Asked if one could assume from what he had said that the Nationals won't be players on the big names at the top of the free agent list like Albert Pujols, Prince Fielder Jimmy Rollins and Jose Reyes, Rizzo said, "I think that's a safe assumption. Things can change rapidly in this business. If a spot were to become available because of a trade if you trade a shortstop or a first baseman type of thing then you may be in that market place, but as it stands right now today in November, we feel that we're set at shortstop, second base and first base. And those are four extreme game-changer type of players, but we feel that we like the core and the nucleus that we have right now and we feel that they're cost-effective and there are good players on the way up and we're extremely happy with what we've got right now there."

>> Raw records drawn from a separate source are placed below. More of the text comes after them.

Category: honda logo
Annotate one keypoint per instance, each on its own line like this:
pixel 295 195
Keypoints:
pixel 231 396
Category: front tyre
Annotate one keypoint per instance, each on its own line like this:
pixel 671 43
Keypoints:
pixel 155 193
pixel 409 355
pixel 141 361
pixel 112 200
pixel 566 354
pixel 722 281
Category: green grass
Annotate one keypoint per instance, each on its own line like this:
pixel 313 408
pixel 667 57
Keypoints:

"All the moves we make, we're going to stick to our plan," Rizzo concluded, "But we feel that the plan could come to fruition sooner than expected." The team, maybe for the first time, the GM said, thinks they can win, and there's an expectation of winning that wasn't there before. "The moves that we make are going to be for today and for the future," Rizzo said, "And we feel that we've got a good thing going here, and we're going to continue to be aggressive and to build on what we have through scouting, through player development and through effiicient signs on the free agent market and the trade market and try to construct a winner not only for this year, 2012, but for a consistent winner down the road."